February 21, 2007, - 1:22 pm
Fish Identity Theft
By
**** SCROLL DOWN FOR UPDATE ****
This one is not a political issue. It’s a consumer issue.
If you’re like me and love to eat fish (Salmon is my favorite–especially the rare Copper River Salmon, only available two weeks out of the year), you’ll be disturbed to find out that several restaurants in Florida are engaging in “fish fraud.”
Undercover agents for the Florida Attorney General’s office found that a number of restaurants were subsituting undesirable species of fish for Grouper and Red Snapper in what they served to restaurant patrons. 17 of 24 restaurants in the Madeira Beach area did not serve what they claimed was Grouper.
According to The Washington Post, DNA analysis showed that what patrons were told was grouper was actually Asian Catfish, Emperor, Painted Sweetlips (huh?), and even types of fish that could not be identified. Yuck!
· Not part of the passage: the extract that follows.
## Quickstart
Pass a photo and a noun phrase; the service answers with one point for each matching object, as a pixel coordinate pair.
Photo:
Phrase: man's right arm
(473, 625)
And the problem is nationwide:
“This problem is rampant across America,” said Mark Kinsey, a special agent for the National Oceanic and Atmospheric Administration who enforces marine resource laws. “And it isn’t just grouper.”
Much of the reason for the questionable grouper, red snapper and other fish stems from a simple matter of supply and demand, regulators and industry officials say.
With the popularity of grouper rising nationwide and the domestic catch at times limited by federal guidelines, restaurateurs have relied on imports to fill the gap.
The quality of those imports has proved harder to control, even as the lower prices — often a small fraction of domestic prices — have made the imports irresistible.
In many instances, not only is the “grouper” in fact farm-raised Asian catfish from Vietnam or other species that swim with grouper, but the filets have shown signs of salmonella and traces of illegal carcinogenic fungicides, NOAA law enforcement officials said.
In December, a Panama City businessman pleaded guilty to marketing more than a million pounds of Asian catfish as grouper, a remarkable volume considering that the domestic annual catch is about 10 million pounds. Yet law enforcement officers said they think larger cases are out there. . . .
In August, the St. Petersburg Times reported that at six of 11 area restaurants sampled, the “grouper” was actually something else, according to DNA tests. One restaurant was charging $23 for “champagne braised black grouper” but was instead serving tilapia.
A television station in Fort Myers and the Daytona Beach News-Journal followed with similar findings.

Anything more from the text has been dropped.